UNA REINA ANÓNIMA - Capítulo 32
CAPÍTULO 32 – DE LUNA DE MIEL
Un par de noches después de aquella espantosa experiencia, mientras el rey y yo estábamos acostados en la cama se volvió hacia mí y se apoyó con su codo sobre la almohada. Me miró con ojos divertidos como lo de un niño al que se le hubiese ocurrido una travesura y yo sonreí, inevitablemente.
—No quiero saber qué se te acaba de pasar por la cabeza.
—¿No?
—Hum. —Pensé y miré hacia las telas que cubrían el alto de la cama. Volví el rostro en su dirección, excitada por su silencio.
—Creo que es un buen momento para una luna de miel.
—¡Oh! —Exclamé, pero mi tono era más de susto que de sorpresa. Pareció decepcionado y yo también. Lo pensé unos segundos en silencio y algo sorprendida me incorporé un poco en la cama para ponerme a su altura, y me cubrí el pecho con las mantas.
—¿No te parece una buena idea? Tú misma me la pediste.
—¿Crees que es un buen momento?
—No había pensado en nada grandioso. Sé que las cosas aquí no están muy bien y tenemos aún planes pendientes, pero nos merecemos un tiempo de reposo para alejarnos de la capital. Tal vez las cosas se pongan feas. Había pensado en pasar un mes en el palacio que tenemos al norte. No estaríamos del todo desinformados pero nos ausentaríamos lo suficiente como para tomar un poco de distancia.
—Es cierto que las cosas se han calmado un poco y pueden permitirse nuestra ausencia.

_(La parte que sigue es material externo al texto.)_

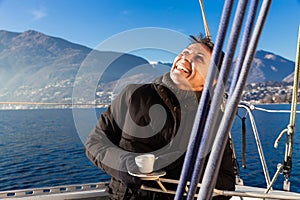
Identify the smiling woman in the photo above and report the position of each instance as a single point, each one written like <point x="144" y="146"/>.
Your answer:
<point x="43" y="148"/>
<point x="190" y="68"/>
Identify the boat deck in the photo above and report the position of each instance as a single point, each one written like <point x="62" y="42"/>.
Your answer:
<point x="96" y="191"/>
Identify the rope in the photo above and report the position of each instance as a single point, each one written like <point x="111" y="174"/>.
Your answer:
<point x="51" y="103"/>
<point x="207" y="32"/>
<point x="214" y="116"/>
<point x="244" y="43"/>
<point x="290" y="130"/>
<point x="202" y="110"/>
<point x="214" y="161"/>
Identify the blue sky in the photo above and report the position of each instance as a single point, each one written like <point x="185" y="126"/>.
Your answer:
<point x="90" y="22"/>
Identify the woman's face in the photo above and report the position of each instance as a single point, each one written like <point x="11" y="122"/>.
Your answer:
<point x="189" y="69"/>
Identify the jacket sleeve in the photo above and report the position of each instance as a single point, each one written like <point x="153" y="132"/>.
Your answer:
<point x="101" y="146"/>
<point x="226" y="178"/>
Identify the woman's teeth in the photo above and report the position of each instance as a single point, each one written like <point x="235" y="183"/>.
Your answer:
<point x="182" y="68"/>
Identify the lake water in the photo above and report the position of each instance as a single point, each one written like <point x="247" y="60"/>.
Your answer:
<point x="41" y="148"/>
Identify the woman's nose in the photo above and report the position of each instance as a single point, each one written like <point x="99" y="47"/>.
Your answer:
<point x="187" y="56"/>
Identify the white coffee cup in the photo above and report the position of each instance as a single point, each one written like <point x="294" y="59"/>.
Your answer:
<point x="145" y="163"/>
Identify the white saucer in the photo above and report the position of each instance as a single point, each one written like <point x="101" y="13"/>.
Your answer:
<point x="150" y="176"/>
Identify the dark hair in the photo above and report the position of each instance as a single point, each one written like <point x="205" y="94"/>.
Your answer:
<point x="203" y="40"/>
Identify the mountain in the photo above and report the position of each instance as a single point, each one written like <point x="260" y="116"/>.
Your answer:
<point x="267" y="66"/>
<point x="39" y="68"/>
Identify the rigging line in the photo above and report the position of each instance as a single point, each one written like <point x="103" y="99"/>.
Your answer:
<point x="204" y="101"/>
<point x="214" y="116"/>
<point x="50" y="103"/>
<point x="244" y="43"/>
<point x="253" y="107"/>
<point x="231" y="108"/>
<point x="207" y="32"/>
<point x="287" y="164"/>
<point x="273" y="111"/>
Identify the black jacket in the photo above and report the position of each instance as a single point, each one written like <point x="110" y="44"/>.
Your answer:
<point x="156" y="118"/>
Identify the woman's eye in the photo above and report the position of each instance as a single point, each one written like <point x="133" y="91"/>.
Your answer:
<point x="200" y="58"/>
<point x="185" y="52"/>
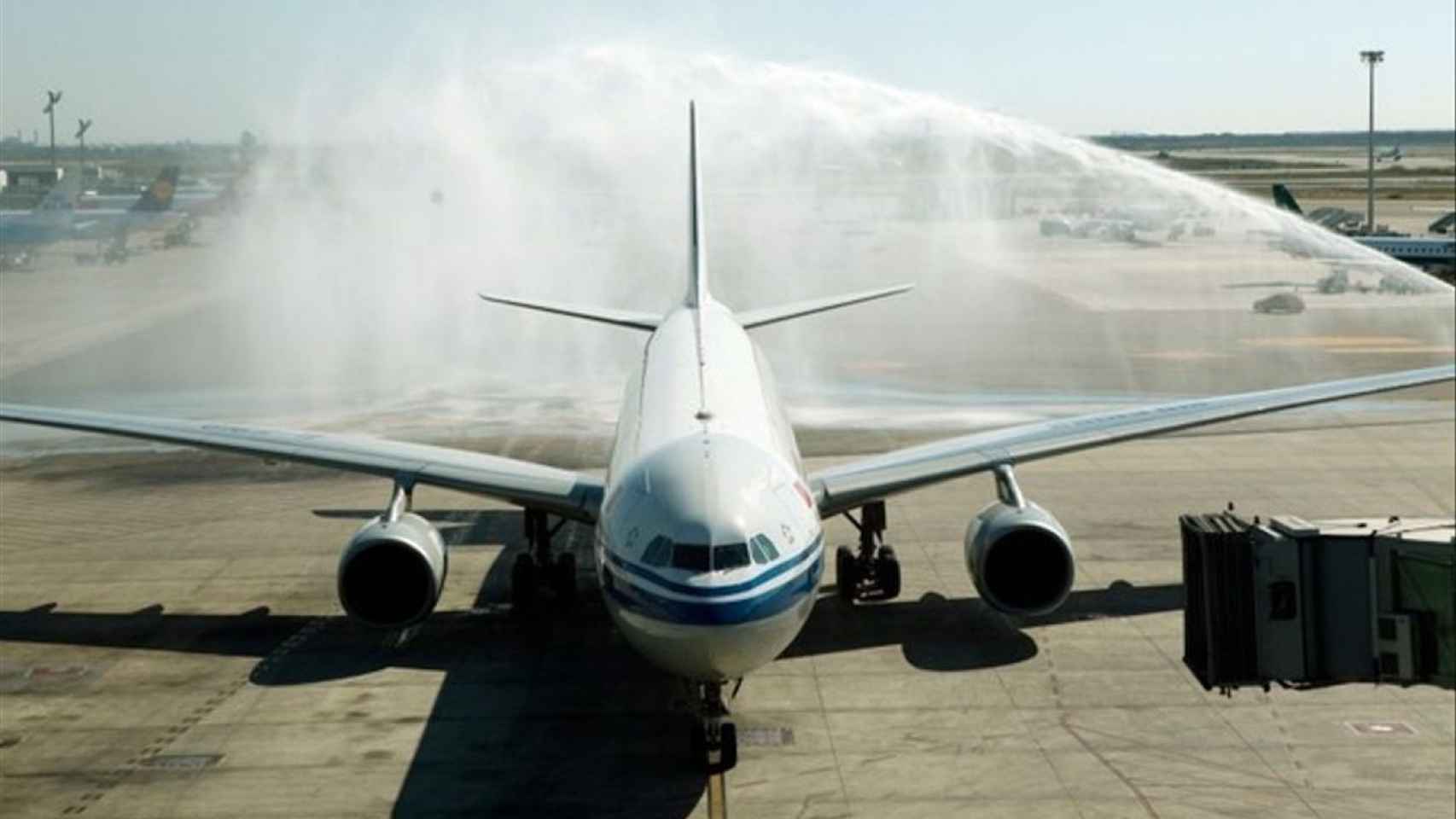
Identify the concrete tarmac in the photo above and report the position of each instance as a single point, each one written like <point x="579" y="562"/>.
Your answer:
<point x="171" y="646"/>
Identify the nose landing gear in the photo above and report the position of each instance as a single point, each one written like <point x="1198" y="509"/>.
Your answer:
<point x="872" y="572"/>
<point x="713" y="740"/>
<point x="538" y="566"/>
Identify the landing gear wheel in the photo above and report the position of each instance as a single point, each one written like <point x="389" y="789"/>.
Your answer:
<point x="698" y="744"/>
<point x="887" y="573"/>
<point x="728" y="740"/>
<point x="847" y="573"/>
<point x="523" y="581"/>
<point x="564" y="577"/>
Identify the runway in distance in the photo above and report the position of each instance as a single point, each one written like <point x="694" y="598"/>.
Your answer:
<point x="708" y="538"/>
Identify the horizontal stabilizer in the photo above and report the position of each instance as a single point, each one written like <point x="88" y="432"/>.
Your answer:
<point x="782" y="313"/>
<point x="633" y="319"/>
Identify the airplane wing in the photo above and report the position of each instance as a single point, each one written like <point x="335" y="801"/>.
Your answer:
<point x="561" y="492"/>
<point x="847" y="486"/>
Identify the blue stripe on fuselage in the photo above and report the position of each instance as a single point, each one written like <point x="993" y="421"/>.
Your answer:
<point x="717" y="591"/>
<point x="723" y="613"/>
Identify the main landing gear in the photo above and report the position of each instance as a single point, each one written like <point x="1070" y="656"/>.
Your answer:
<point x="872" y="572"/>
<point x="538" y="567"/>
<point x="713" y="740"/>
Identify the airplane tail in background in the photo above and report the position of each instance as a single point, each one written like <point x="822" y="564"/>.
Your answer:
<point x="698" y="253"/>
<point x="158" y="197"/>
<point x="1284" y="201"/>
<point x="61" y="197"/>
<point x="696" y="294"/>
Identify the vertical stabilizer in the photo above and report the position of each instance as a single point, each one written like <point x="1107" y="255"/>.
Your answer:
<point x="698" y="255"/>
<point x="1284" y="201"/>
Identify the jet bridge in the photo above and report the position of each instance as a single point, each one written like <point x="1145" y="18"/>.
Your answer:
<point x="1309" y="604"/>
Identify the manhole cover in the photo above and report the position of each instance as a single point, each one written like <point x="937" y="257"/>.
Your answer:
<point x="183" y="761"/>
<point x="766" y="736"/>
<point x="31" y="677"/>
<point x="1381" y="728"/>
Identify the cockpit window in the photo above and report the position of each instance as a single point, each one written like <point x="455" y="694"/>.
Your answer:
<point x="730" y="556"/>
<point x="658" y="552"/>
<point x="690" y="556"/>
<point x="763" y="549"/>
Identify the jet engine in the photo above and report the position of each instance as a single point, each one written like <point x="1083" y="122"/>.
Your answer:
<point x="392" y="571"/>
<point x="1020" y="557"/>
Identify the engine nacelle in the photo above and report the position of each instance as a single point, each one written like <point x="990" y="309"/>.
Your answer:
<point x="1020" y="559"/>
<point x="392" y="572"/>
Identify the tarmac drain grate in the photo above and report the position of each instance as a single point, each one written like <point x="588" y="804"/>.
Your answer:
<point x="766" y="736"/>
<point x="181" y="761"/>
<point x="1381" y="729"/>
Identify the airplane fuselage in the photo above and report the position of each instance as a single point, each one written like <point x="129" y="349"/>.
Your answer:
<point x="708" y="547"/>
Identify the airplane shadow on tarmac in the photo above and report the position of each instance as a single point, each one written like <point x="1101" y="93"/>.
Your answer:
<point x="552" y="713"/>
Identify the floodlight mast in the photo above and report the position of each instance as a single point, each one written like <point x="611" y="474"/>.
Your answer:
<point x="51" y="99"/>
<point x="82" y="125"/>
<point x="1373" y="59"/>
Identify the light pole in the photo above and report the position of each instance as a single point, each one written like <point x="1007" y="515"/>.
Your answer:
<point x="51" y="98"/>
<point x="1372" y="57"/>
<point x="82" y="125"/>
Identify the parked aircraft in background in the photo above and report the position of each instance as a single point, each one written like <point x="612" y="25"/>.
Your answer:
<point x="709" y="547"/>
<point x="1433" y="253"/>
<point x="55" y="218"/>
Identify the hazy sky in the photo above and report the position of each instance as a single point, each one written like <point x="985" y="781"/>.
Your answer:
<point x="171" y="70"/>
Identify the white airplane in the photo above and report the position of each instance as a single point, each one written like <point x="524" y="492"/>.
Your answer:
<point x="708" y="540"/>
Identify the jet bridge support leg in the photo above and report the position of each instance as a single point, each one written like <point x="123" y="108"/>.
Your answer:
<point x="872" y="571"/>
<point x="538" y="566"/>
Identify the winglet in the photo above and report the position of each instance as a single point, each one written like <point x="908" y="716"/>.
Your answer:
<point x="698" y="252"/>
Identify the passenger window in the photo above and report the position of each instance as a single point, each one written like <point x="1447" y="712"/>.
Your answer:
<point x="657" y="552"/>
<point x="730" y="556"/>
<point x="690" y="556"/>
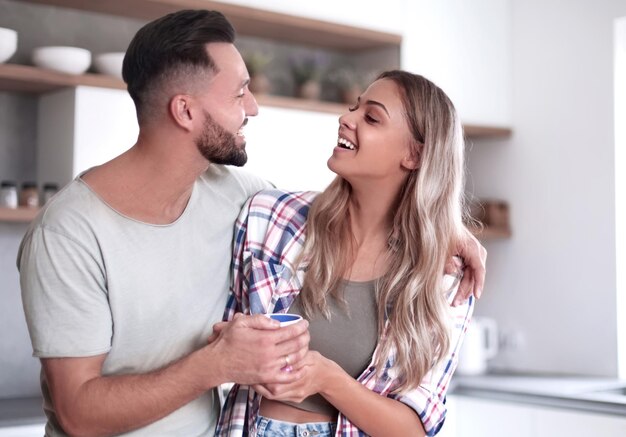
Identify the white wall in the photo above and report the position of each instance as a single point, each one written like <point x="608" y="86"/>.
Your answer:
<point x="465" y="48"/>
<point x="555" y="279"/>
<point x="290" y="148"/>
<point x="81" y="127"/>
<point x="620" y="186"/>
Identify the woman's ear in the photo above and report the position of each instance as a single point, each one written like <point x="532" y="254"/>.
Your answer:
<point x="181" y="111"/>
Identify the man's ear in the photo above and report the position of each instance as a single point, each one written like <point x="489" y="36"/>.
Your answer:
<point x="412" y="160"/>
<point x="181" y="110"/>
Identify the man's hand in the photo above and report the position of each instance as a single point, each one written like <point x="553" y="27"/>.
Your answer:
<point x="256" y="350"/>
<point x="471" y="257"/>
<point x="316" y="369"/>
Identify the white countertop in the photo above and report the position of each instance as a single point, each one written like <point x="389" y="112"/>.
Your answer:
<point x="605" y="395"/>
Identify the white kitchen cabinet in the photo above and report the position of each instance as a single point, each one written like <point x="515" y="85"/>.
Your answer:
<point x="82" y="127"/>
<point x="474" y="417"/>
<point x="563" y="423"/>
<point x="486" y="418"/>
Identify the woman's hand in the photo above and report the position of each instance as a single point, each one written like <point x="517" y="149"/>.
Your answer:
<point x="471" y="258"/>
<point x="315" y="370"/>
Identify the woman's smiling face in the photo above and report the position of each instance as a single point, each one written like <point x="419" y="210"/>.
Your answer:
<point x="374" y="143"/>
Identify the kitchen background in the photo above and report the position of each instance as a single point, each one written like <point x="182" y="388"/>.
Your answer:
<point x="547" y="69"/>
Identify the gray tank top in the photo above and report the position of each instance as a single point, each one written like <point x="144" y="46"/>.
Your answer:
<point x="348" y="338"/>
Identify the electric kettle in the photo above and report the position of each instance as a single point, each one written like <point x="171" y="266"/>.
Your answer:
<point x="479" y="346"/>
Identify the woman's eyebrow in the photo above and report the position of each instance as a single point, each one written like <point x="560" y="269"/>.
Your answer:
<point x="374" y="102"/>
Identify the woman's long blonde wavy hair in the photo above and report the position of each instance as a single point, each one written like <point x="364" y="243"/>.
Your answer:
<point x="411" y="296"/>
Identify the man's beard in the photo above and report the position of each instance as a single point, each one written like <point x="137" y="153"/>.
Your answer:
<point x="218" y="146"/>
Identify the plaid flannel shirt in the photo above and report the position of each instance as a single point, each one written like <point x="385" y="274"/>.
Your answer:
<point x="269" y="236"/>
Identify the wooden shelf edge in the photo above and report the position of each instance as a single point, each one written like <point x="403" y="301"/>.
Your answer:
<point x="247" y="21"/>
<point x="491" y="233"/>
<point x="18" y="215"/>
<point x="26" y="78"/>
<point x="479" y="131"/>
<point x="301" y="104"/>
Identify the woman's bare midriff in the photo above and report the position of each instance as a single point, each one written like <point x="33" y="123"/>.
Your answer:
<point x="280" y="411"/>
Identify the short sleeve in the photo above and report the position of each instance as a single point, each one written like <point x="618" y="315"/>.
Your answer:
<point x="428" y="400"/>
<point x="64" y="296"/>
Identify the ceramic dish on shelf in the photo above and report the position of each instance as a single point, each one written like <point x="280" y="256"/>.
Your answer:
<point x="72" y="60"/>
<point x="8" y="43"/>
<point x="109" y="63"/>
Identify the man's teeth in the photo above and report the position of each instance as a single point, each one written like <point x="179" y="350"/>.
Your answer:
<point x="347" y="144"/>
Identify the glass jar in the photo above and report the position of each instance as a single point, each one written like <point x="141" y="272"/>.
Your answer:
<point x="8" y="194"/>
<point x="29" y="196"/>
<point x="49" y="190"/>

—Los mercenarios marchan hacia el norte, aún pasarán unas semanas hasta que podamos tener noticias de nuevos avances. Aún queda un mes para el juicio contra el Conde de Tourson y el Marqués Granouille por lesa majestad y me apetece perder al conde de Armagnac de vista, si os soy sincero…
—¿No pedirá vuestro permiso para sustituiros en el consejo?
—Le pediré a mi madre ese favor, pero no tenemos que darles demasiada libertad en ese sentido, podremos estar aún presentes si es necesario. Solo estamos a unas horas de viaje, y si lo desean, podemos reunirnos una vez a la semana, si lo consideran necesario…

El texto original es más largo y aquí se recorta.